L'équipe d'Alessandra Pierani montre que les aires d'ordre supérieur sont déjà spécifiées à des stades embryonnaires. Ils révèlent de plus que la taille des aires d'ordre supérieur dans les systèmes somato-sensoriel, auditif et visuel de la souris, est déterminée par la cinétique de migration des sous-populations de neurones corticaux précoces: les cellules de Cajal-Retzius (CRs). Les CRs sont les premiers neurones corticaux à être générés et sont surtout connus pour leur rôle dans la formation des couches corticales ou lamination.

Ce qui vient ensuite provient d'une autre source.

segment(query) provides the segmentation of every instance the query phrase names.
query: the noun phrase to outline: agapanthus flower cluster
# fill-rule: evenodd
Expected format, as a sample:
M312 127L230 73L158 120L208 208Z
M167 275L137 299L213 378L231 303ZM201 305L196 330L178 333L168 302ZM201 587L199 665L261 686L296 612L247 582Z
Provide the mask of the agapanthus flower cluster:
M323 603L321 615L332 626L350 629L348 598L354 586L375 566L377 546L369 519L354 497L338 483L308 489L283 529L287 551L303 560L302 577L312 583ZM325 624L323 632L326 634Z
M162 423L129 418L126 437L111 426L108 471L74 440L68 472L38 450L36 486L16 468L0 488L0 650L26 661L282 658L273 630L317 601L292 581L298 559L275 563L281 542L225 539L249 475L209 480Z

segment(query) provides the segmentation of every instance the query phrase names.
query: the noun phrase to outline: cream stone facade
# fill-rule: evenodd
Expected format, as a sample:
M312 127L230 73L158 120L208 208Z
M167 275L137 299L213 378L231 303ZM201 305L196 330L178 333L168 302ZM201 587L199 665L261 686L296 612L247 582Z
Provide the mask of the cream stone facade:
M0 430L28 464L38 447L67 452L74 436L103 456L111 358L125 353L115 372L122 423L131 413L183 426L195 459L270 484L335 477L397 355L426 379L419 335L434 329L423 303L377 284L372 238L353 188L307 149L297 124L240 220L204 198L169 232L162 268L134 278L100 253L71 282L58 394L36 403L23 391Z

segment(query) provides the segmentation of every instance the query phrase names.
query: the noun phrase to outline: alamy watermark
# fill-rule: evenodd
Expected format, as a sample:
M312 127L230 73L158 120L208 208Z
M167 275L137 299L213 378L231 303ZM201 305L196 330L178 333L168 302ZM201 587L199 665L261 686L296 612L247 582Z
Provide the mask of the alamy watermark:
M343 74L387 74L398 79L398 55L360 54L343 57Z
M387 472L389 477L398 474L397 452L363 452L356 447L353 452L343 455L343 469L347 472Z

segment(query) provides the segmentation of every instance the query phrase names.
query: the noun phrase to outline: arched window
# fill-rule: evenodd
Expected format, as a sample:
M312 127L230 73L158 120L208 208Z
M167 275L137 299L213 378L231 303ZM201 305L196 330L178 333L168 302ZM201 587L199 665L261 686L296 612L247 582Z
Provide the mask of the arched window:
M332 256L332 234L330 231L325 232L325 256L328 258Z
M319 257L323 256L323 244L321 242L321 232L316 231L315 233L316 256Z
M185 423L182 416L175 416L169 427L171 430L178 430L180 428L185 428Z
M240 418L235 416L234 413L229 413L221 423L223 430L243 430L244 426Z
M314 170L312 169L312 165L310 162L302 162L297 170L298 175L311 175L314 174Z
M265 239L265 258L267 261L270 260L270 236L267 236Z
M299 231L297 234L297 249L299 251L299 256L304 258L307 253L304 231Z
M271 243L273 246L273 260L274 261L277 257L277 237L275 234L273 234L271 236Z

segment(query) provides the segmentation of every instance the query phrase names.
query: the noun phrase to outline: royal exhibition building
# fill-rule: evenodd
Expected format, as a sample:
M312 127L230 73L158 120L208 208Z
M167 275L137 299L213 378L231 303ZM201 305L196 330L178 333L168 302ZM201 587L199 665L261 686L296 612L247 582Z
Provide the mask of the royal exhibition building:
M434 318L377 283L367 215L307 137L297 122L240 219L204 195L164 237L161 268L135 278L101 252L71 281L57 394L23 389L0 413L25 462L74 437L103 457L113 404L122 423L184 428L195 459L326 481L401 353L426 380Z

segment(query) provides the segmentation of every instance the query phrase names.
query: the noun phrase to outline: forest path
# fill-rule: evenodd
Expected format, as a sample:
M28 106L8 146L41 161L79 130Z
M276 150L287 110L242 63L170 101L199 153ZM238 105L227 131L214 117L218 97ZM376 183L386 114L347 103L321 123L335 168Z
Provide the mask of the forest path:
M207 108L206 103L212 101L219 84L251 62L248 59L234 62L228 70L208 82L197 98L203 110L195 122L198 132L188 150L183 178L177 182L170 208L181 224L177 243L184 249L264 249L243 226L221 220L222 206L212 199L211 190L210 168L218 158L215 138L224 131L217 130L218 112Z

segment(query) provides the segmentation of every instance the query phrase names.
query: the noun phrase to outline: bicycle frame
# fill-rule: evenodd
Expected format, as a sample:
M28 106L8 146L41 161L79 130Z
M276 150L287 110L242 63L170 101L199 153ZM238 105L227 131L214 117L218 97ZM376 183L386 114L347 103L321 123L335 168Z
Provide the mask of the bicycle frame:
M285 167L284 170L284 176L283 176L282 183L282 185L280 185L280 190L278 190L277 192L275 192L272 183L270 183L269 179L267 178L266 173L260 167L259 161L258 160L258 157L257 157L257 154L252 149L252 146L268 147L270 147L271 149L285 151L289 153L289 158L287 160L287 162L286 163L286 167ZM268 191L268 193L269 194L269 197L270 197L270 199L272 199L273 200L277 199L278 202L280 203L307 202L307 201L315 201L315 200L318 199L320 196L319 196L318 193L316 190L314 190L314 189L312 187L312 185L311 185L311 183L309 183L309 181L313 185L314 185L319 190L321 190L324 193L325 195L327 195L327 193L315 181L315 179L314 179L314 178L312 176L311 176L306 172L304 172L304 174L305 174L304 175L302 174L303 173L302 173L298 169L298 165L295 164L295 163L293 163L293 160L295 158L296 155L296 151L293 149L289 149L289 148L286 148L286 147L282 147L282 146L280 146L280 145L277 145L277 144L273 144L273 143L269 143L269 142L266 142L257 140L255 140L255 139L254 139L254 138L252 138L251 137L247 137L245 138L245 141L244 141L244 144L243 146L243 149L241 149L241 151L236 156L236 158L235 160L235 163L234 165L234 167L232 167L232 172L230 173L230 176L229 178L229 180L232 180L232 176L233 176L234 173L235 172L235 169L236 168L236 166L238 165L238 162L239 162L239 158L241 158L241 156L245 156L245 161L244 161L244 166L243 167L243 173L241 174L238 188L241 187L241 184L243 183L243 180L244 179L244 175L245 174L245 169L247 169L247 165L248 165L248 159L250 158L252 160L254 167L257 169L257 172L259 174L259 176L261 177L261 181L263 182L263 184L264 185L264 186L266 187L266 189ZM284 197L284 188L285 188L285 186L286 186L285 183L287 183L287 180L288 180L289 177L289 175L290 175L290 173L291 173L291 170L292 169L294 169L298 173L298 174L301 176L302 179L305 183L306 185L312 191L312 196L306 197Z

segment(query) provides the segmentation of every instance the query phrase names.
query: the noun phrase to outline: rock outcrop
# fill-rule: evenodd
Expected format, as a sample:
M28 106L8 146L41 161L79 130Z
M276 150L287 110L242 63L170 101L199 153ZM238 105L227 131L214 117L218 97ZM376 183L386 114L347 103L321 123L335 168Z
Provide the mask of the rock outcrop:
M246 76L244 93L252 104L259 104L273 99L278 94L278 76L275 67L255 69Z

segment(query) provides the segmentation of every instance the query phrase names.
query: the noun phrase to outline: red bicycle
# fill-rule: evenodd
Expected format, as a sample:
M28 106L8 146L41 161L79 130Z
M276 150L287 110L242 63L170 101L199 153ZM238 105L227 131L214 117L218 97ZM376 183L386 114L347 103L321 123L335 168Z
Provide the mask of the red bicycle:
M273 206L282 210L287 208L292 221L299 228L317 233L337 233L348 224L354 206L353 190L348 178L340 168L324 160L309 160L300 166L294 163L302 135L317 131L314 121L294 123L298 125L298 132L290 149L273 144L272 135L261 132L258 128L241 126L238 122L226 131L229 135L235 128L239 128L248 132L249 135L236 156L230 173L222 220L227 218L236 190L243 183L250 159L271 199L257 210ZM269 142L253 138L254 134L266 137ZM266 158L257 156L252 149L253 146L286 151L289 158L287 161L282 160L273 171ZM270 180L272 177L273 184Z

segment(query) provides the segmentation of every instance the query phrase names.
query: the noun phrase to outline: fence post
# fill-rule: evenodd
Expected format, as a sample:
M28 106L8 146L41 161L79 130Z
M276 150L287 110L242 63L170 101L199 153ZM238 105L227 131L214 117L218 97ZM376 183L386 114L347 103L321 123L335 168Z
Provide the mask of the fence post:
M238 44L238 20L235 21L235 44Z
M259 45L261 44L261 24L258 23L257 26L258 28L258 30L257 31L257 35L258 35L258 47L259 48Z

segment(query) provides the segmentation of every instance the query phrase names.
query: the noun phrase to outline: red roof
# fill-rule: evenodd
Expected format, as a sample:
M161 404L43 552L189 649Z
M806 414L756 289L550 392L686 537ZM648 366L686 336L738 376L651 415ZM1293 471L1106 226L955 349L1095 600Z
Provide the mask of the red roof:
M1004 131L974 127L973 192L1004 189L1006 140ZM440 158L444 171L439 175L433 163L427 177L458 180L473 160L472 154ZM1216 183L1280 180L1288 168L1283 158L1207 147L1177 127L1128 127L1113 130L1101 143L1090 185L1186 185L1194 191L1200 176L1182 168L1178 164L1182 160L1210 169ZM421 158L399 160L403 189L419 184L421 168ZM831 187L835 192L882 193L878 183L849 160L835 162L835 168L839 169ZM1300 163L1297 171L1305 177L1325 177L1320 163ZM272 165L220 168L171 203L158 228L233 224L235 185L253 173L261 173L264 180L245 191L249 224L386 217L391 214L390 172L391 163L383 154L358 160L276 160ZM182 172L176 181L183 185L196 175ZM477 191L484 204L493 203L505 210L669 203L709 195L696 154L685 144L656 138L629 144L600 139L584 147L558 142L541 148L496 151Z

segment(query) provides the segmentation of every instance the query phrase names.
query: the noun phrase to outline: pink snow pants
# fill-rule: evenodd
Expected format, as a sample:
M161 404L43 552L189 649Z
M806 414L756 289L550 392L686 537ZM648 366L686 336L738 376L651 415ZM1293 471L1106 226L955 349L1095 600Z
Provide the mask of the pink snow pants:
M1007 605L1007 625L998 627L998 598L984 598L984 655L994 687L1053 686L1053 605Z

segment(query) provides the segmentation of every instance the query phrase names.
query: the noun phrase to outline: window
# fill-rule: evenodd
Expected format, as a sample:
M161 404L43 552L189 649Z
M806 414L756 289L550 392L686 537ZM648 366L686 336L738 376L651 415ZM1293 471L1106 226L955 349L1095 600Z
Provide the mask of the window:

Ils comprennent des sous-types distincts au plan moléculaire qui sont générés aux frontières du cortex en développement et migrent tangentiellement à sa surface afin d'envahir des territoires complémentaires.


Figure 1: Les territoires corticaux chez l'adulte sont déterminés par la migration et la distribution des sous-types de neurones signalisateurs: les cellules de Cajal-Retzius (vertes, rouges et bleues) au cours du développement. Des simulations mathématiques réalisées en collaboration avec Yoshihiro Morishita (Institut Riken, Kobe, Japon) montrent que les paramètres de migration, notamment la vitesse et la directionnalité, régulent la distribution des sous-types de cellules de Cajal-Retzius.

Figure 2: La vitesse de migration des sous-types des CRs régit leur activité de signalisation dans les territoires corticaux et la taille des aires corticales d'ordre supérieur. Les sous-types de CRs migrent à partir des centres de signalisation aux frontières du cortex cérébral en développement pour couvrir les territoires complémentaires (S-CRS (vert), CH-CR (bleu) et PSB-CR (rouge)) et émettent des signaux qui contrôlent le mode de division des progéniteurs (Griveau et al., 2010). L'augmentation de la vitesse de migration des S-CRS et CH-CRS (++) grâce à l'inactivation de VAMP3, engendre leur invasion de territoires corticaux plus éloignés (doubles pointes de flèches vertes et bleues). Cela modifie la composition et l'activité de signalisation des CRs dans les territoires embryonnaires à E11 et par la suite modifie la taille des aires corticales d'ordre supérieur dans l'animal post-natal (P8). La répartition des CRs servirait également à guider les afférences du thalamus (TCA: axones thalamo-corticaux).

© Alessandra Pierani


En utilisant l'imagerie time-lapse, la génétique et la modélisation mathématique, les chercheurs démontrent que les différences de date de génération, de vitesse de migration et de directionnalité, qui sont spécifiques de chaque sous-type de CRs, déterminent leur invasion différentielle des territoires corticaux. La vitesse de migration est modulée de façon autonome par les protéines membranaires associées aux vésicules (VAMPs) qui sont essentielles pour la fusion membranaire et à l'exocytose. De manière surprenante, ce travail a révélé le rôle de VAMP3, dont la fonction était précédemment considérée comme restreinte aux cellules non neuronales du cerveau mature. L'inhibition de l'activité de VAMP3 dans les sous-types de CRs modifie leur distribution dans le cortex embryonnaire et leur activité de signalisation qui influence le mode de prolifération des progéniteurs corticaux. Cela se traduit par une expansion des aires d'ordre supérieur aux stades postnataux et un recâblage correspondant des afférences thalamo-corticales.

Ces résultats montrent donc que la cinétique de migration des CRs aux stades embryonnaires contrôle la taille des territoires corticaux alloués aux fonctions d'ordre supérieur après la naissance, révélant ainsi de nouveaux rôles pour la migration neuronale de cellules signalisatrices et le trafic vésiculaire dépendant de VAMP3 dans le câblage cérébral. Ces résultats ouvrent la possibilité intéressante qu'un contrôle strict de la cinétique de migration des sous-types de CRs contribue à l'augmentation de la taille des territoires corticaux dédiés aux fonctions cognitives et à l'évolution de la connectivité corticale.